In contrast, the expected value from self-management would be $1.69 million, about half as much.
In simple terms, an advisor-managed portfolio would average 8% annual growth over a 25-year period, in comparison to 5% from a self-managed portfolio.
Planning the optimal sequence to withdraw money from your retirement accounts is different for each individual, so consulting a financial advisor is critical.
There is a high likelihood that there are numerous highly qualified financial advisors in your area.
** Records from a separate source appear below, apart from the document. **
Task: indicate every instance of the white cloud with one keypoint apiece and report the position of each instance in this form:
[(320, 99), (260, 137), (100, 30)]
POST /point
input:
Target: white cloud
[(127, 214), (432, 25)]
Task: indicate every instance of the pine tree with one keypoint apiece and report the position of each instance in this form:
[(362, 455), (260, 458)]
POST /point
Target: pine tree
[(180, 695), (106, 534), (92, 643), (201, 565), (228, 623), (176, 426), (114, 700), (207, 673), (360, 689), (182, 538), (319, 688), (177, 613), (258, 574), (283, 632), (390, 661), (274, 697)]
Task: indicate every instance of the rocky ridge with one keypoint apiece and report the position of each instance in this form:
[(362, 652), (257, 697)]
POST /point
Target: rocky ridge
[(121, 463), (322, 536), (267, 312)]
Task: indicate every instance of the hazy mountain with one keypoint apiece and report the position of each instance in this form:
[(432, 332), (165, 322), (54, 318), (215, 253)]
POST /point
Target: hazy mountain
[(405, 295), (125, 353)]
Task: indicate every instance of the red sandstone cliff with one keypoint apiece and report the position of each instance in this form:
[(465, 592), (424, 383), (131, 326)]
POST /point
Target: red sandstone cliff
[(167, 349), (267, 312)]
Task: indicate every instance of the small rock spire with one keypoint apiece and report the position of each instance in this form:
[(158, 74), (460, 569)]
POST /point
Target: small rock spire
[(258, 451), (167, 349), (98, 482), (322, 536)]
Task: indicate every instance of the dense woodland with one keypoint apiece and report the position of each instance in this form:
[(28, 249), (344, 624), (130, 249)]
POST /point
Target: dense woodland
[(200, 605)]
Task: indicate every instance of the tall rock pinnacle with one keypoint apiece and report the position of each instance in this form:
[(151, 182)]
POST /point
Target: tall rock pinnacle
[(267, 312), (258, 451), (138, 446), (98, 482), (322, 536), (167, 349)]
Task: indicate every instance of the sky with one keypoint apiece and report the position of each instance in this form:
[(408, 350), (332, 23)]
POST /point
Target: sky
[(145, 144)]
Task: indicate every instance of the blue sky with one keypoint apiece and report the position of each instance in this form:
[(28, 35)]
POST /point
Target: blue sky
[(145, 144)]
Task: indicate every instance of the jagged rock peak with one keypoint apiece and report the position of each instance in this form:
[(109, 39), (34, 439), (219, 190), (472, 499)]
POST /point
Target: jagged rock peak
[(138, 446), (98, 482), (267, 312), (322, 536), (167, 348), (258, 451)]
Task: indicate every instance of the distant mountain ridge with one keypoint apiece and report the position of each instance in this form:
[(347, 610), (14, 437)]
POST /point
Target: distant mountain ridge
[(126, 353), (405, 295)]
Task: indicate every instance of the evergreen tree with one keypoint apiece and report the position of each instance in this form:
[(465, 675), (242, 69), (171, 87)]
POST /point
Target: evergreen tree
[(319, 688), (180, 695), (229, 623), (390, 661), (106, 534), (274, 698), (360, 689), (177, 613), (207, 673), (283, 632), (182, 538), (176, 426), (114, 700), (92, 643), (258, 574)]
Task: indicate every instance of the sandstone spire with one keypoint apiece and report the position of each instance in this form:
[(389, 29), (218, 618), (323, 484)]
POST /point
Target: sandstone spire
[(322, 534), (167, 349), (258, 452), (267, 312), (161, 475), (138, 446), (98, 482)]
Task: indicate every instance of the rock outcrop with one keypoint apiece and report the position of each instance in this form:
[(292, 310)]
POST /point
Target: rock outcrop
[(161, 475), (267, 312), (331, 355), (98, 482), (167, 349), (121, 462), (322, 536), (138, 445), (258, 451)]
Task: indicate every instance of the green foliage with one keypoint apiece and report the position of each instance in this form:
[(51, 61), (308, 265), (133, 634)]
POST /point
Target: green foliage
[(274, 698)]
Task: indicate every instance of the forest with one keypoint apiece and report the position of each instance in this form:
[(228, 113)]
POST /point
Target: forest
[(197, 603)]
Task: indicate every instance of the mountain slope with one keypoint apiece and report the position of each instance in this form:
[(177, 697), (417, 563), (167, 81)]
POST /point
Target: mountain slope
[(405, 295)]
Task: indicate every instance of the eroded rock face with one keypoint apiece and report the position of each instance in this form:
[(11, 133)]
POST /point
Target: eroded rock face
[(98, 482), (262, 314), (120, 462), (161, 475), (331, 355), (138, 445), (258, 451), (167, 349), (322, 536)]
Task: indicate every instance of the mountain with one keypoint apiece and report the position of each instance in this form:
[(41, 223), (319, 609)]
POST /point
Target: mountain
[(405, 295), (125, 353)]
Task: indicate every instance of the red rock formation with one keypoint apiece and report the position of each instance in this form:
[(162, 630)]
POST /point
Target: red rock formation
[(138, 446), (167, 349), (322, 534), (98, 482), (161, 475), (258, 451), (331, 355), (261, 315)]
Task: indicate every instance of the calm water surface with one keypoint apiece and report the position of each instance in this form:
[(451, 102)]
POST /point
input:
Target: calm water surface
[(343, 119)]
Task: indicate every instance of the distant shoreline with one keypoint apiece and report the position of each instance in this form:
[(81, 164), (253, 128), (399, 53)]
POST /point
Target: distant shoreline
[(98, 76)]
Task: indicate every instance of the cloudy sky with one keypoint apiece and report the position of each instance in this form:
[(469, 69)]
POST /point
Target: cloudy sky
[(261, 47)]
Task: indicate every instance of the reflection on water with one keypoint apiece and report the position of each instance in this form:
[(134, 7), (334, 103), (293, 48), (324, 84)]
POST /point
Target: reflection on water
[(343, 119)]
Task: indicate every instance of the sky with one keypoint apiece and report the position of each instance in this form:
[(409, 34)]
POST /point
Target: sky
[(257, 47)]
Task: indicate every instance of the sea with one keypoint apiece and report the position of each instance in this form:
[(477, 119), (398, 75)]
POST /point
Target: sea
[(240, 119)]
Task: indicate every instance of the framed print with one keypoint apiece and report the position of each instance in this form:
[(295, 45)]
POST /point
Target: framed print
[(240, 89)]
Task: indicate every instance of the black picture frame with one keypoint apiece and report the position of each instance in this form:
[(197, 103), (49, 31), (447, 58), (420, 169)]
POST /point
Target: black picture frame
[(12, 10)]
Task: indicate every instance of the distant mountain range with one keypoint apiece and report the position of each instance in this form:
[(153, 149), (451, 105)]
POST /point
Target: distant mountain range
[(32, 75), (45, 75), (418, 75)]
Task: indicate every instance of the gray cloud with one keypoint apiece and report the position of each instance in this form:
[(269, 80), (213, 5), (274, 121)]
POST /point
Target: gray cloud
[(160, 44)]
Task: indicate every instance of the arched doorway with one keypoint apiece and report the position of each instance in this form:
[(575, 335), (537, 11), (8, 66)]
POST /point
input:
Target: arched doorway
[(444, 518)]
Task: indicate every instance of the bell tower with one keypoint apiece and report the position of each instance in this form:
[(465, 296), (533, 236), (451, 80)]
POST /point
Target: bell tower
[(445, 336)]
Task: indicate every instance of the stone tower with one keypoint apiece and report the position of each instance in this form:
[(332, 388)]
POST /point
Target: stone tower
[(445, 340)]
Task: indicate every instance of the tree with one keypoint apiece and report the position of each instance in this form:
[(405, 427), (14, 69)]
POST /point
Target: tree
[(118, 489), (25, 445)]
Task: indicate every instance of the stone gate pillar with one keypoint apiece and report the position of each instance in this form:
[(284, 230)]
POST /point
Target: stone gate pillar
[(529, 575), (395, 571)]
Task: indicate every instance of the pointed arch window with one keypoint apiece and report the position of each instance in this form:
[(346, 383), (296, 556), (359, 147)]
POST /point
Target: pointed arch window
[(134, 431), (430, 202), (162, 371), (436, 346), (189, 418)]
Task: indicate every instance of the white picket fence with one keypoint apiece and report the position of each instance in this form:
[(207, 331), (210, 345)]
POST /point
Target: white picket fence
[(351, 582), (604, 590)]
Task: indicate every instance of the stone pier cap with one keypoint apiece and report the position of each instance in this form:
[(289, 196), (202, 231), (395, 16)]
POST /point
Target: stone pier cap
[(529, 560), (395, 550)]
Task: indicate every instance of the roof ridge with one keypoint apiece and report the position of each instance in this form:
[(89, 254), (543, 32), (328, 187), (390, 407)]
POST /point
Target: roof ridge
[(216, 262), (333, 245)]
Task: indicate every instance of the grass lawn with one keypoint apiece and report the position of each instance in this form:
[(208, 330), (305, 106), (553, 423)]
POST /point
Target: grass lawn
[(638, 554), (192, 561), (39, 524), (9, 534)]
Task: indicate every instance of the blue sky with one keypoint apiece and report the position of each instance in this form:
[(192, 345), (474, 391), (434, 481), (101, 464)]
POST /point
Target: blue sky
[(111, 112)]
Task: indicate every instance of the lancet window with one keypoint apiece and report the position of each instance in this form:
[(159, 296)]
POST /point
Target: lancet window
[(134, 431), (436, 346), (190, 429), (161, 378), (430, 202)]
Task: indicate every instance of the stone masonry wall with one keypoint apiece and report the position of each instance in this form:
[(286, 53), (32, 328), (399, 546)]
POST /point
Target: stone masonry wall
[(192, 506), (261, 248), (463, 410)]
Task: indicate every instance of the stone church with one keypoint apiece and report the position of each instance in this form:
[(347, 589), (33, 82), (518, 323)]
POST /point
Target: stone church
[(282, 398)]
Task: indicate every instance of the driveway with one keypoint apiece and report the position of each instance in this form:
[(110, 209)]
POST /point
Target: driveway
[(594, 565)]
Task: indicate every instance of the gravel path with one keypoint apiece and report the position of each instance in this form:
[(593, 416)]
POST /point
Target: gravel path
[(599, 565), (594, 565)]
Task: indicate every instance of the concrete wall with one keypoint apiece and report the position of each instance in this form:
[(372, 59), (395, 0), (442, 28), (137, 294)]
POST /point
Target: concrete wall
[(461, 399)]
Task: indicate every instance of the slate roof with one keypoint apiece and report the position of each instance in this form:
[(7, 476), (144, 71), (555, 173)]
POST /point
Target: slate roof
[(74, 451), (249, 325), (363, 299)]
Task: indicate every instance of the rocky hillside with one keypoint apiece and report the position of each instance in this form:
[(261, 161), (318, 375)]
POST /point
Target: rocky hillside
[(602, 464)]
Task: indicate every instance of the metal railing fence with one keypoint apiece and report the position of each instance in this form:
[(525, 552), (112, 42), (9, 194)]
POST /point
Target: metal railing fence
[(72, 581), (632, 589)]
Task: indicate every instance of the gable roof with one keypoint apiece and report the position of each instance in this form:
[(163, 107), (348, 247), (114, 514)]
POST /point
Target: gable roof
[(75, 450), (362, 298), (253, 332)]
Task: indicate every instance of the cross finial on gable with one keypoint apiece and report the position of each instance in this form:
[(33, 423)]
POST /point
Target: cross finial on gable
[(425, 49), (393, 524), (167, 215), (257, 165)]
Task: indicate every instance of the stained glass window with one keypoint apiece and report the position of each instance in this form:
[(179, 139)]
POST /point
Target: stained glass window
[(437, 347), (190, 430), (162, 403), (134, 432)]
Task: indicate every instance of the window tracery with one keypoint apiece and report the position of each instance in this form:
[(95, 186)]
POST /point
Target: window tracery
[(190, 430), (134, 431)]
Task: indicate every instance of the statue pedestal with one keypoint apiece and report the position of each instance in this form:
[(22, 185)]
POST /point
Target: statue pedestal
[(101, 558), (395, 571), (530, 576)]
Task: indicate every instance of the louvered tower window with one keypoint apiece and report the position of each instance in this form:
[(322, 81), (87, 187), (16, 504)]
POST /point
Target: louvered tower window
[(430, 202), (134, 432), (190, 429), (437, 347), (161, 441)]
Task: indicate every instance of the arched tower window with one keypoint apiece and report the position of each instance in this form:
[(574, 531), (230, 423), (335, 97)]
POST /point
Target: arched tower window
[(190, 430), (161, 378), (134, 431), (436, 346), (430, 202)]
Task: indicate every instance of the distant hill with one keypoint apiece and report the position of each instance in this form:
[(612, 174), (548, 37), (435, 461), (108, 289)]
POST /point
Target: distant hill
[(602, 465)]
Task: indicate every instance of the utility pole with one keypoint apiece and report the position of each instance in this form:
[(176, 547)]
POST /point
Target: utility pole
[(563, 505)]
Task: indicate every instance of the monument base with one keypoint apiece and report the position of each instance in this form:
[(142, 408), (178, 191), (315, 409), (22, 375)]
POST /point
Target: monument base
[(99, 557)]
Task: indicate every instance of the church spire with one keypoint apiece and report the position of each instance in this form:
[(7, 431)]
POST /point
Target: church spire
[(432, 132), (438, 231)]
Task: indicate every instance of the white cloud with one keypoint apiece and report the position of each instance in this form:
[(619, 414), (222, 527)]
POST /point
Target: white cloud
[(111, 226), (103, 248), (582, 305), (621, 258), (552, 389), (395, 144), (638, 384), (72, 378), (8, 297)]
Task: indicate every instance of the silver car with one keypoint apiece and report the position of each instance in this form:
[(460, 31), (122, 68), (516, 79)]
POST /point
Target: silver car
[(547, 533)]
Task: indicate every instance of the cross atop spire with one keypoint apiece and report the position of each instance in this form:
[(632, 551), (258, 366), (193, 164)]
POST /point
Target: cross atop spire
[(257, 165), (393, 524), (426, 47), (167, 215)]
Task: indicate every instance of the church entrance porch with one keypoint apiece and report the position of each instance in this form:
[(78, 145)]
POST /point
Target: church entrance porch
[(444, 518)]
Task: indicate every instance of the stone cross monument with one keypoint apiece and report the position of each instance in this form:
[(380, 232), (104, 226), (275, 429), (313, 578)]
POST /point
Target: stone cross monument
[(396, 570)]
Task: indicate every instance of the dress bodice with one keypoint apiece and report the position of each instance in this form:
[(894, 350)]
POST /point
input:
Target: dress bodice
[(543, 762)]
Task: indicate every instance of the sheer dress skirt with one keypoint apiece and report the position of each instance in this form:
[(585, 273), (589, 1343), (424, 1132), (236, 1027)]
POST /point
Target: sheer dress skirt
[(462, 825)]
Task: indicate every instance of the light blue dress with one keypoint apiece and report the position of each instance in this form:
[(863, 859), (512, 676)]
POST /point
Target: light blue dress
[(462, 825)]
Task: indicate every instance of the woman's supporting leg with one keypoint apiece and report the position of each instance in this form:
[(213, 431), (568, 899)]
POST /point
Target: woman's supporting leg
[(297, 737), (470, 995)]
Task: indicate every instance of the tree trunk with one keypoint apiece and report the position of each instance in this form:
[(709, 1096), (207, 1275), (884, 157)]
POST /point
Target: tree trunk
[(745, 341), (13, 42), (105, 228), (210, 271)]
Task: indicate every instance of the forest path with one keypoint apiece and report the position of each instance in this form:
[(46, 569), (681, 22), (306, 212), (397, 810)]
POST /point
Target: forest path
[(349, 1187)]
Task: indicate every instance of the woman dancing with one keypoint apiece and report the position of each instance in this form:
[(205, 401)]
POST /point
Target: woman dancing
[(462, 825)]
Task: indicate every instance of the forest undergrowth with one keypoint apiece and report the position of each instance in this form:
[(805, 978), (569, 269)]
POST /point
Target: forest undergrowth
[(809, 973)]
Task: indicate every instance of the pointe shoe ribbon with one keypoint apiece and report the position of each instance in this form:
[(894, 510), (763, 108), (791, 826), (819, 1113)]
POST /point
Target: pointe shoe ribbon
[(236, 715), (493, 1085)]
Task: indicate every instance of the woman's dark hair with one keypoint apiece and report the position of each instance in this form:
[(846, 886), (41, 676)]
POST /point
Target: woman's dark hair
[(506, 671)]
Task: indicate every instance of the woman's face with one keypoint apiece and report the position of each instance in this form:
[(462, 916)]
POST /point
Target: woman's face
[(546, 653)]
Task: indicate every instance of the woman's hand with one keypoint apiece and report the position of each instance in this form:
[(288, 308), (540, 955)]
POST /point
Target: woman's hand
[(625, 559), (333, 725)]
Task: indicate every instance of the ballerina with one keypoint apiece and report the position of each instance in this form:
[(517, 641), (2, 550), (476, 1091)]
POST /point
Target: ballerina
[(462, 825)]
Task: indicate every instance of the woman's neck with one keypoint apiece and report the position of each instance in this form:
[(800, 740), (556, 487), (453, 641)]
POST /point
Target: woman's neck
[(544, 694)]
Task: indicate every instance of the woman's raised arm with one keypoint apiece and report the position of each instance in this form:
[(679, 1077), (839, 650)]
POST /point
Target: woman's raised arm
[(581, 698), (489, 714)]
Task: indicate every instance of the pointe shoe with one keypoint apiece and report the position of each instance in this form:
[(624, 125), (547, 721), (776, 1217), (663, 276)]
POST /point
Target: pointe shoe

Do your research and ask around for recommendations when choosing the right one for you.
Here are five common mistakes when withdrawing retirement income can help investors avoid years of stress and find peace of mind.
Not beginning with your taxable investment income
Withdrawing from your taxable investments first gives your retirement accounts more time to build and compound interest.
If you jump headfirst into your retirement accounts instead, such as your IRA or 401(k), that could cost years of potential retirement income.
Whether you have a brokerage account, stocks, bonds, ETFs or mutual funds, they are all taxable, so you will have to pay capital gains taxes on withdrawals.
Additionally, some investments require you to pay taxes on the distributions you take each year, like with some mutual funds.
Check with a financial advisor to see what the penalties and taxes are due on your accounts.
Withdrawing from your IRA or 401(k) before RMDs start
While you can begin withdrawing money from your 401(k) when you reach age 59 ½, it doesn’t mean that it’s a good idea.
The law doesn’t require you to begin taking required minimum distributions until you turn 72, it is during those years that your money can continue growing with compound interest.
While this strategy can help you collect the highest Social Security benefit, each situation is different.
Investors should consult a financial advisor to determine when and how Social Security benefits should factor into your retirement plan.
Tapping into your Roth IRA too soon
Retirees and future retirees should put off withdrawing from your Roth IRA for as possible. Your Roth will continue to grow tax-free since you paid taxes up front and it won’t count as taxable income while you tap into your other accounts.
Because a Roth IRA holds after-tax funds, the IRS doesn’t need to tax it again. You also don’t need to take required minimum distributions. Your account can continue growing as long as you don’t touch it.
Claiming your Social Security Benefits at age 62
If you want to receive your maximum Social Security benefits, you will need to work until your “full retirement” age.
The maximum Social Security retirement benefit doesn’t kick in until age 70. Benefits at 62, 66 or 67 are not your maximum benefits, and if you claim before, you are not getting your full entitlement.
For each year after full retirement, your payout will increase by a certain percentage, based upon specific criteria. To maximize this strategy, you should try to hold off until age 70, when payments will be at the highest possible. This amount increases by 8% each year you wait.